Meditando sulla Passione, Efrem rievoca le ingratitudini e le sofferenze accolte da Cristo, «Sapienza di Dio che scese tra gli stolti. Donò sapienza con il suo insegnamento. Come mercede per i suoi aiuti la presero a schiaffi. Sulla propria guancia lo schiavo affrancato riceve il segno: qui fu colpito Colui che affranca tutti». Tuttavia il buon ladrone, riconoscendo la regalità del Signore dalla propria croce, si rivela quale suo discepolo fedele: «Beato anche tu, ladrone, poiché a causa della tua morte la Vita ti ha incontrato. Il nostro Signore ti ha preso e adagiato nell’Eden. Giuda tradì con inganno, anche Simone rinnegò e i discepoli fuggendo si nascosero: tu però lo hai annunziato». E in un altro inno aggiunge: «Mediante la croce tutti sono vinti dalla morte, Egli la prese e con essa la vinse».
Relativamente al mistero del Sabato Santo, il diacono di Nisibi scrive: «Colui che disse ad Adamo “Dove sei?”, è sceso agli inferi dietro a lui, l’ha trovato, l’ha chiamato e gli ha detto: “Vieni, tu che sei a mia immagine e somiglianza! Io sono disceso dove tu sei per riportarti alla tua terra promessa!”».
Il sepolcro diviene allora anche immagine di un grembo che accoglie e fa germogliare il germe della vita nuova: «Beato sei anche tu, sepolcro unico, poiché la Luce unigenita sorse in te. Dentro di te fu vinta la morte orgogliosa, che in te il Vivente morto ha cacciato via. Il suo sepolcro e il suo giardino sono simbolo dell’Eden nel quale Adamo morì di una morte invisibile.
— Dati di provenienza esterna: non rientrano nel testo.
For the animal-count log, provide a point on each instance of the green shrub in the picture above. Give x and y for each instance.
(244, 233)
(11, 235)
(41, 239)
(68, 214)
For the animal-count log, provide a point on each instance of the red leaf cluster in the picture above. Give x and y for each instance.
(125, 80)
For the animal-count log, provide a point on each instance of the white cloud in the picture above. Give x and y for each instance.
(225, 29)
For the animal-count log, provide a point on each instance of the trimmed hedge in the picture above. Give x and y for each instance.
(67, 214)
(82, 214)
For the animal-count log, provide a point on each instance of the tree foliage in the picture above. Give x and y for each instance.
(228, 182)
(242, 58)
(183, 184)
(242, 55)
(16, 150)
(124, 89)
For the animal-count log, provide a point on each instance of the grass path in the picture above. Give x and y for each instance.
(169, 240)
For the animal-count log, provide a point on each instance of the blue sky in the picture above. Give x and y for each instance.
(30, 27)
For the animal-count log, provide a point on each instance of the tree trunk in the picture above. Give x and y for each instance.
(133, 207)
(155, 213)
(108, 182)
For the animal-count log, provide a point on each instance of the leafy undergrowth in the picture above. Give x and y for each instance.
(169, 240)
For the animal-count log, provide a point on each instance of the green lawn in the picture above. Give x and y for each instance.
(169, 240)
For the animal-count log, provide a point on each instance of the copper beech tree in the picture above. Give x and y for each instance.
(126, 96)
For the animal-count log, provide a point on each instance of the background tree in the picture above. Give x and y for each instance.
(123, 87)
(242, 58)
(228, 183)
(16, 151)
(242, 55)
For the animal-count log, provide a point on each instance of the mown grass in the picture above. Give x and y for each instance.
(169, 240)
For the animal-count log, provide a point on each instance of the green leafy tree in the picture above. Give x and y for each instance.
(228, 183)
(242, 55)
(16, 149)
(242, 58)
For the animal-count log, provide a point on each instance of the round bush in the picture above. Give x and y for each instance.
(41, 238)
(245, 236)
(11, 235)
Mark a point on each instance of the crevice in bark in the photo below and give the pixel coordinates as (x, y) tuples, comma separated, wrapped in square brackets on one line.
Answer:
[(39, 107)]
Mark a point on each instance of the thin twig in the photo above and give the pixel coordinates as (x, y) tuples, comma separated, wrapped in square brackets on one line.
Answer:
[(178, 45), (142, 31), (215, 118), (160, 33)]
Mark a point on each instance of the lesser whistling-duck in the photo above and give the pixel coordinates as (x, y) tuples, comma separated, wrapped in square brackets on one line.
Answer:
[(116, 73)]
Il Vivente sepolto che risuscitò nel giardino risollevò colui che era caduto nel giardino». La Morte si ritrova allora a meditare sulla propria sconfitta: «La morte di Gesù è un tormento per me, vorrei averlo lasciato vivo: sarebbe stato meglio per me che la sua morte. Qui c’è un morto la cui morte trovo detestabile; alla morte di ogni altro io gioisco, ma la sua morte mi tormenta. Correrò e chiuderò le porte dello Sheol davanti a questo Morto la cui morte mi ha rapinato. Un farmaco di vita è entrato nello Sheol e ha riportato i suoi morti indietro alla vita. Chi, vedendo la tua croce potrebbe dubitare che sei veramente uomo? Chi, quando vede il tuo potere, mancherebbe di credere che sei anche Dio? Da queste due indicazioni io ho imparato a confessarti insieme uomo e Dio. Gesù re, accogli la mia preghiera, e con la mia preghiera prendi i tuoi ostaggi, porta via, come tuo grande ostaggio, Adamo in cui tutti i morti sono nascosti – così come, quando l’ho ricevuto, in lui tutti i vivi erano contenuti. Come primo ostaggio io ti do il corpo di Adamo. Ascendi ora e regna su tutto e quando io ascolterò il suono della tua tromba, con le mie stesse mani condurrò i morti alla tua venuta». Infatti «quell’Agnello vivente aprì ai sepolti una via dal sepolcro».
La ri-creazione operata dalla Resurrezione di Cristo è così celebrata dal poeta teologo siriaco: «Come un chicco di grano cadde poi nello sheol e salì come covone e pane nuovo. E la chiave fu per me la tua croce, fu essa ad aprire il paradiso. Dal giardino di delizie portai, raccolsi e recai dal paradiso rose e fiori eloquenti. Eccoli sparsi durante la tua festa, negli inni, sull’umanità. Ecco la festa gioiosa che è tutta bocche e lingue. Donne e uomini casti furono in essa come trombe e corni. Bambini e bambine furono in essa arpe e cetre. Si intrecciarono le voci nelle voci, salirono e giunsero tutte al cielo, diedero gloria al Signore della gloria». Coniugando mirabilmente teologia e poesia in una produzione innodica adatta tanto per la recita quanto per il canto liturgico, Efrem si rivela davvero quale ‘cetra dello Spirito Santo’.